Google 42 newton meters equals how many foot pounds plus#
The force will be lower but you now have the blade advancing through the water plus the added slip to generate the thrust. If you actually want to move then the prop size will reduce and gearing ratio will be lower so it spins faster. Realistically the power will be roughly twice this level to make up for drag of the blades through the water. The power required to achieve a certain bollard pull for a zero loss system is: So the water velocity needed to generate the thrust is small and the area that it acts over is large. If you were solely interested in bollard pull without actually moving then you would go for the biggest possible prop and gear it down. Short of putting strain gauges on its mounting bracket, we generally don't- and can't- know this value accurately.īut the key message in all that math I just posted is this: You cannot make a direct comparison between thrust (force) and power, unless you also know the speed of the vessel when it is absorbing that thrust or that power. Now, all of what I've just said rests on a big assumption- that we actually know what thrust the trolling motor is making at a given speed. You'd probably find that a 2 hp outboard at about one-half to two-thirds throttle would be roughly equivalent. The question becomes, then, what gas engine will produce 2/3 hp at the prop shaft. Shaft power has the exact same meaning regardless of what is turning the shaft. To get the same 55 lbf of thrust as above, again with a 50% propeller efficiency, we get the exact same 0.49 kW or 2/3 hp.

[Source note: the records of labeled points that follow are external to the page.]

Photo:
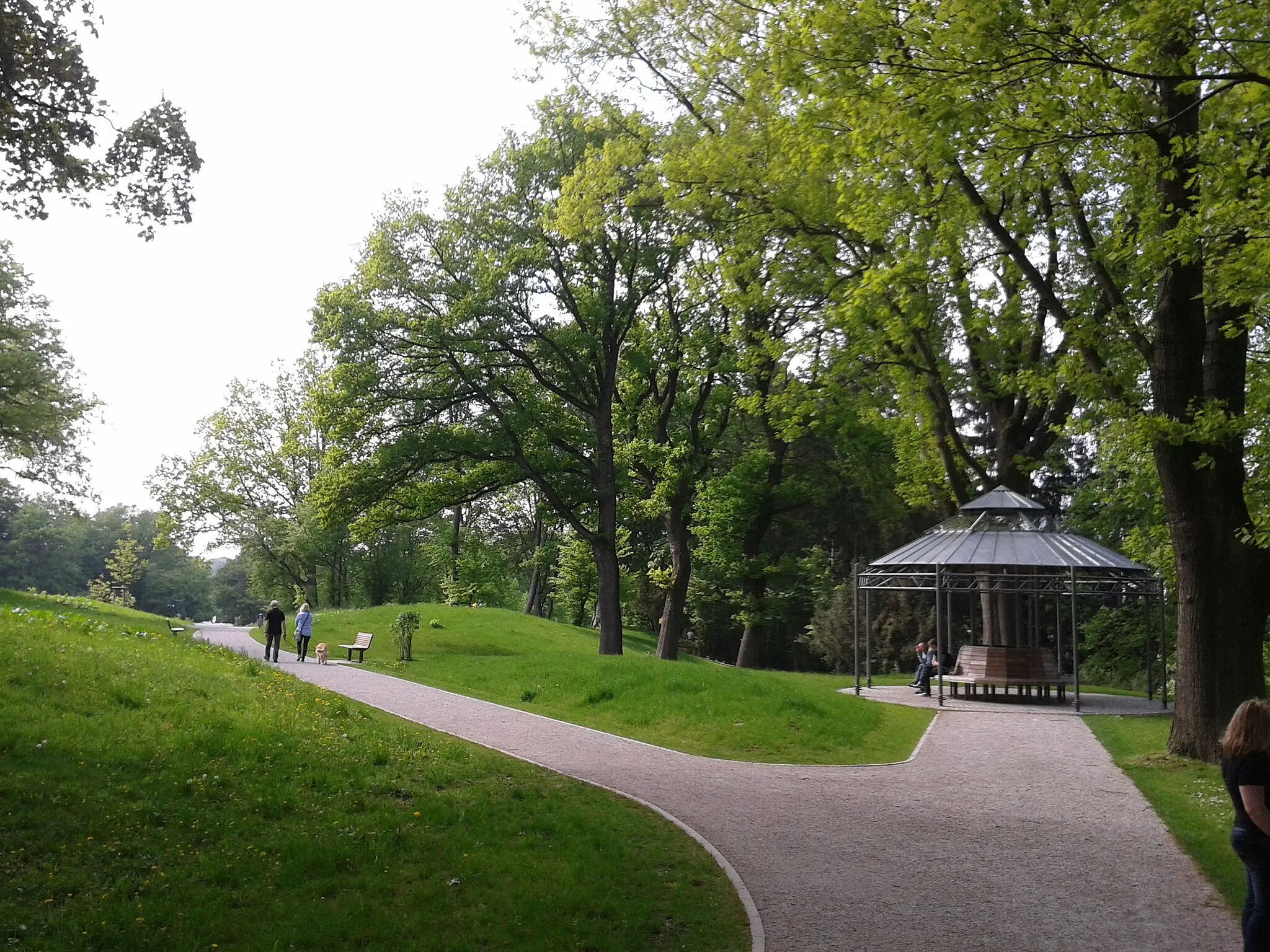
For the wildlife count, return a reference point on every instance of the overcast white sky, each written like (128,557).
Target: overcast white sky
(305,115)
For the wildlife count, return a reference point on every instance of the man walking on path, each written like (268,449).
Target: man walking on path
(273,622)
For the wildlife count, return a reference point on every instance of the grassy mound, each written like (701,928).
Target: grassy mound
(1188,795)
(695,706)
(161,794)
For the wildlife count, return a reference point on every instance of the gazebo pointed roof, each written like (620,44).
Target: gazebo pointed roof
(1003,530)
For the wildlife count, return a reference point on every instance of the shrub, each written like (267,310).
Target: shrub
(403,633)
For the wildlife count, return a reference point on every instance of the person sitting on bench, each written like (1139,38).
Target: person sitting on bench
(921,663)
(930,664)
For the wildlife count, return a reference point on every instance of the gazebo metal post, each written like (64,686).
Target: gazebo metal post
(868,641)
(1163,646)
(1059,631)
(855,617)
(939,627)
(1076,649)
(1148,620)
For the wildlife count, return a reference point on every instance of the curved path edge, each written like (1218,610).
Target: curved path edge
(757,937)
(1020,827)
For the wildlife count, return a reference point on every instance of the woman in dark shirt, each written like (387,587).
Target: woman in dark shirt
(1246,771)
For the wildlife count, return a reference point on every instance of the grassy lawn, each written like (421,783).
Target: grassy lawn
(695,706)
(1188,795)
(161,794)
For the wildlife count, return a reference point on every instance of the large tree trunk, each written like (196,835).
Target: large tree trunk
(538,578)
(753,587)
(603,546)
(1222,592)
(609,596)
(456,522)
(752,591)
(1222,596)
(681,568)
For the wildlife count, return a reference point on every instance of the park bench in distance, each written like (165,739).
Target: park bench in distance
(360,644)
(1024,668)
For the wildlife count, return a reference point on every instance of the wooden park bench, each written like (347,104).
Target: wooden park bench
(1023,668)
(360,644)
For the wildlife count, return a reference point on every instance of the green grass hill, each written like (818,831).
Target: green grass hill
(159,794)
(693,705)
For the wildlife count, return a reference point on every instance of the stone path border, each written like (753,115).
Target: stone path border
(1003,831)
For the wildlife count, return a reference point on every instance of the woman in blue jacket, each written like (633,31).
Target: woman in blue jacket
(304,631)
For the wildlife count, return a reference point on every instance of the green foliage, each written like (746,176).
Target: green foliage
(42,409)
(248,485)
(123,569)
(404,627)
(1116,644)
(55,117)
(518,660)
(163,794)
(47,545)
(575,580)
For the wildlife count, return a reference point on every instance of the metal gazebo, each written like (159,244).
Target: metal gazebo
(1005,550)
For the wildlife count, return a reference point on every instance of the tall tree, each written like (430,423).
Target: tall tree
(1145,123)
(54,117)
(676,403)
(42,408)
(248,483)
(489,339)
(1108,163)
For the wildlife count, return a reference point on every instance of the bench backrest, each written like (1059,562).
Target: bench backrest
(993,662)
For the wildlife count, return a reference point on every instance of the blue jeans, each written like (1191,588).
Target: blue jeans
(1253,847)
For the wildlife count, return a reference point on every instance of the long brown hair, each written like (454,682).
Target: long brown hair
(1249,730)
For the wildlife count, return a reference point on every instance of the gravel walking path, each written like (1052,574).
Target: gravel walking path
(1005,831)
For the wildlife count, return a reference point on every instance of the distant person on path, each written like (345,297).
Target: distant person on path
(1246,771)
(273,622)
(304,631)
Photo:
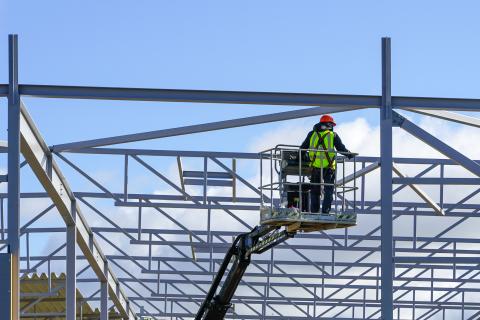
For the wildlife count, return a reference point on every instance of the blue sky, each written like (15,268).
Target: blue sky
(306,46)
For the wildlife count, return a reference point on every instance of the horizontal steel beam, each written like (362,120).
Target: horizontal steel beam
(437,144)
(239,97)
(438,181)
(202,96)
(204,127)
(450,116)
(38,156)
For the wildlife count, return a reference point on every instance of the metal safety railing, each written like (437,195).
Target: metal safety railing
(287,161)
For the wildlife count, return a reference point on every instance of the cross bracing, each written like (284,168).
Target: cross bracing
(165,268)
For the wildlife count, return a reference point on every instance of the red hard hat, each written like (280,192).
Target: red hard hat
(327,118)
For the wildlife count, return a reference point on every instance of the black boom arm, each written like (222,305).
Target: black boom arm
(259,240)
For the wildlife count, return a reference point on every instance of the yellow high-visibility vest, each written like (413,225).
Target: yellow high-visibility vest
(319,159)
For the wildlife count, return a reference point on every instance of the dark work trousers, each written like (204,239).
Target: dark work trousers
(328,177)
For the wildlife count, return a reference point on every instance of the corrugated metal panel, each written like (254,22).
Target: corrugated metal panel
(38,299)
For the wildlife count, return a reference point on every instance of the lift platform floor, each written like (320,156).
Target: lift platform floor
(294,220)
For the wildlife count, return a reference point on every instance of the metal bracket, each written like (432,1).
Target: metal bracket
(397,119)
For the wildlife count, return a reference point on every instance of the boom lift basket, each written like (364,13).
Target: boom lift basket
(290,190)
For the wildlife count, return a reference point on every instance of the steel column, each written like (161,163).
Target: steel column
(71,285)
(13,179)
(386,184)
(104,296)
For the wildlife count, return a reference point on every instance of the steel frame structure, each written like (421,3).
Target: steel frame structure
(368,274)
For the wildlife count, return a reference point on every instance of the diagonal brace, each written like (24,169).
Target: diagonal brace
(437,144)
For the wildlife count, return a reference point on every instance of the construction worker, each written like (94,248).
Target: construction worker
(323,161)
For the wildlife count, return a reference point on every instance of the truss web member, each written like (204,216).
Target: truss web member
(325,141)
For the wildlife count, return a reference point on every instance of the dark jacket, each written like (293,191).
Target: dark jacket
(337,142)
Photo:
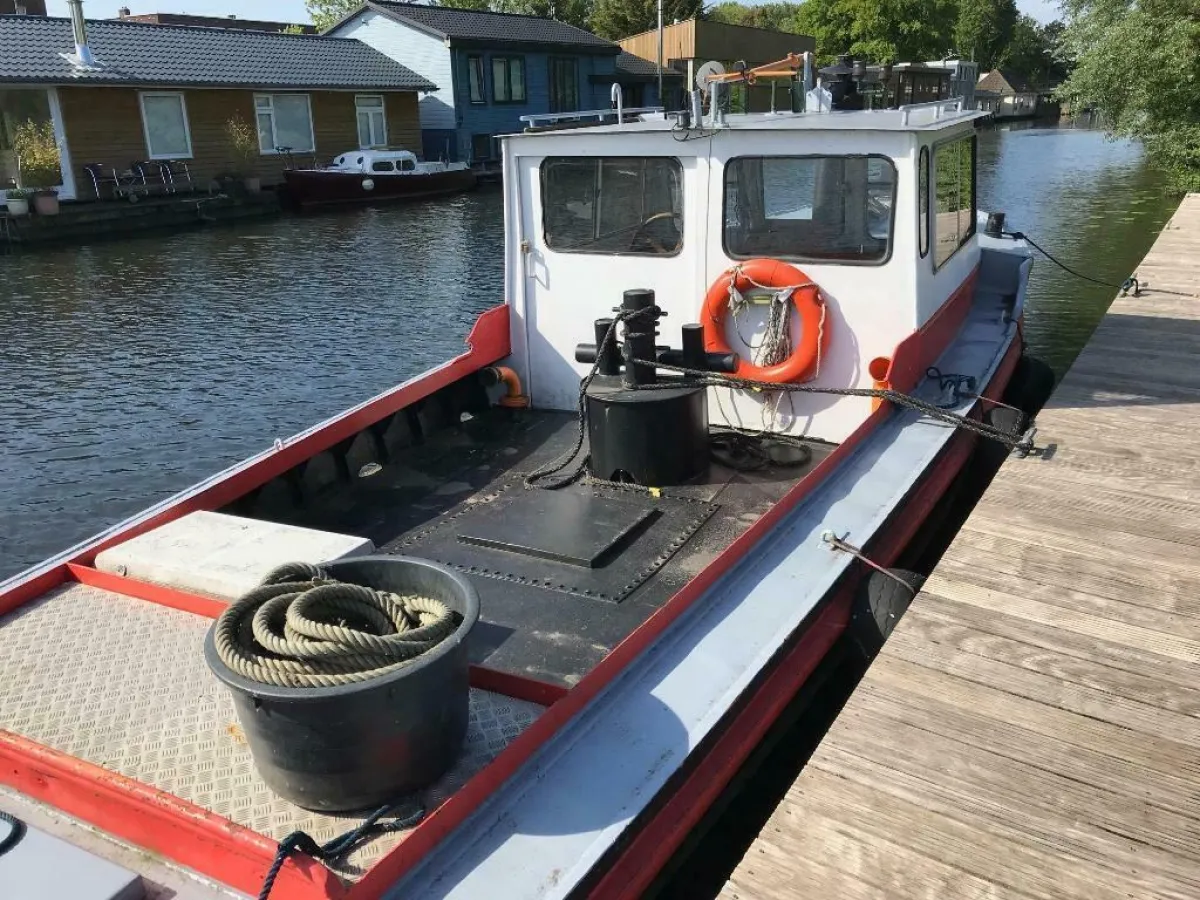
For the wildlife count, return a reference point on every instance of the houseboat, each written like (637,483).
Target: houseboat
(739,363)
(373,177)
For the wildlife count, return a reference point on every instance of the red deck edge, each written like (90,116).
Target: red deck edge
(157,821)
(646,855)
(455,810)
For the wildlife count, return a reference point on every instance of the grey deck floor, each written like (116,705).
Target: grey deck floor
(1032,729)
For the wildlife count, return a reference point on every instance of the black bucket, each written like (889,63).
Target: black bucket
(359,745)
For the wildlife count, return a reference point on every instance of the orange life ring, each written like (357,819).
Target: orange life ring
(807,299)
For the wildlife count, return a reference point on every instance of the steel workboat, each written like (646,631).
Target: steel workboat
(737,357)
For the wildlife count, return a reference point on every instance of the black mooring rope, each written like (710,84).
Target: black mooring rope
(304,843)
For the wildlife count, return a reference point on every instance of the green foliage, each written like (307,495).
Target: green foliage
(325,13)
(37,154)
(243,139)
(774,17)
(1137,63)
(616,19)
(983,30)
(880,30)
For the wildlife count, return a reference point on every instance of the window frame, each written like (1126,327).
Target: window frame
(599,160)
(508,60)
(275,136)
(382,109)
(552,64)
(924,198)
(814,261)
(472,59)
(145,125)
(975,197)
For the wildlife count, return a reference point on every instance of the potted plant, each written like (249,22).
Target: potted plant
(37,165)
(244,144)
(18,202)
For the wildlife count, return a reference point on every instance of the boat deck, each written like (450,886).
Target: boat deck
(1032,727)
(544,616)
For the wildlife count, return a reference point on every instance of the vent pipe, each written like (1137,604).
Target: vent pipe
(83,52)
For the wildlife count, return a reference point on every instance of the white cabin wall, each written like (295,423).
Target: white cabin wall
(425,54)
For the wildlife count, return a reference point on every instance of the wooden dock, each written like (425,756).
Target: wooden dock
(1032,727)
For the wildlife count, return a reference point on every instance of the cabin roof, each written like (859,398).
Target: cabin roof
(39,51)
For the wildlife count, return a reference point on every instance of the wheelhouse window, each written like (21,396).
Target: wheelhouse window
(285,120)
(954,179)
(810,208)
(165,120)
(508,79)
(564,85)
(923,202)
(475,78)
(613,204)
(372,120)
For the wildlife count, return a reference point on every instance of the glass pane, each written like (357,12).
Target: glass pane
(501,78)
(166,127)
(516,78)
(612,205)
(475,76)
(21,109)
(825,208)
(293,125)
(265,133)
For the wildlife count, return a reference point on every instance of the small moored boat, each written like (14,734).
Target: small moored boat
(376,175)
(741,365)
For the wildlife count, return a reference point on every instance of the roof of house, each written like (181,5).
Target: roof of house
(480,27)
(40,51)
(629,64)
(1003,81)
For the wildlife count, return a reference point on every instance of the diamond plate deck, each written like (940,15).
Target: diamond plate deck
(121,683)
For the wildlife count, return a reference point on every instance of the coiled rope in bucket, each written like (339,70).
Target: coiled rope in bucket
(303,629)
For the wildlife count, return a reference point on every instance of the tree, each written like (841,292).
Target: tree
(984,28)
(1135,60)
(616,19)
(325,13)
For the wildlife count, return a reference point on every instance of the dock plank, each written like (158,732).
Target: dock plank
(1032,727)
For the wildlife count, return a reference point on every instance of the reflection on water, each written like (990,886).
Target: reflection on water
(133,369)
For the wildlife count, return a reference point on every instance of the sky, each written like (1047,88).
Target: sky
(293,10)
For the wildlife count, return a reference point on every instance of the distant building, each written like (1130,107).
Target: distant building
(167,93)
(23,7)
(1007,95)
(172,18)
(493,67)
(690,43)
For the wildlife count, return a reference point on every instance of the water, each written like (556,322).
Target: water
(133,369)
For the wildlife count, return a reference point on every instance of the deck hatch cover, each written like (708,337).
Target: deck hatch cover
(640,537)
(573,528)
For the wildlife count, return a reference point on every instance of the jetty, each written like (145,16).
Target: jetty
(1032,726)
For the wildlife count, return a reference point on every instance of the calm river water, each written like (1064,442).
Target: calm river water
(130,370)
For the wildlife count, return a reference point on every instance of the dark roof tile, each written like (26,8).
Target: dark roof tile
(35,49)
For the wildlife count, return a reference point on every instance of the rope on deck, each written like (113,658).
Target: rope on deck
(303,629)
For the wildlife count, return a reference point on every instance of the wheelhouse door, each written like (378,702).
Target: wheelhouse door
(592,228)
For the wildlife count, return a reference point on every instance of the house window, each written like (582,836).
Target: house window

Google 42 newton meters equals how many foot pounds full#
An outboard's SHP rating is usually at full power (very near WOT) and usually measured at the propshaft. To compare against a gasoline engine is a little harder. At 24 volts that's about 26 amps at 12 volts, more like 52 amps. Electric motors aren't perfect, let's say our example motor is 80% efficient at full power, so we're up to 0.62 kW of electric power that's actually being sent into the thing. Then it's actually producing 0.49 kW or 2/3 hp.
Now, once again for the sake of argument (these figures might not be representative of your actual setup) let's say your propeller efficiency on that trolling motor is 50%. If you're getting the full 55 lbf of thrust at this speed, then your hull has 55 lbf total resistance at this speed. Let's say for the sake of argument that you'll be going at 2 knots, or 1 m/s with the trolling motor at full power. When you look at a trolling motor rated for something like "55 lb thrust", the figure given is often the maximum thrust that motor will give. (Really good, well-matched props can sometimes be 70%+ efficient.) For example, a gearbox might take 3% off the engine's brake horsepower, and a typical propeller would convert 50-60% of the horsepower that reaches it into useable thrust. The actual power produced by the engine is substantially larger, as much of the engine power is lost to inefficiencies at various points in the system.
Google 42 newton meters equals how many foot pounds skin#
The power absorbed by a hull is its resistance (wave drag, skin friction, etc.) multiplied by the speed at which it is travelling.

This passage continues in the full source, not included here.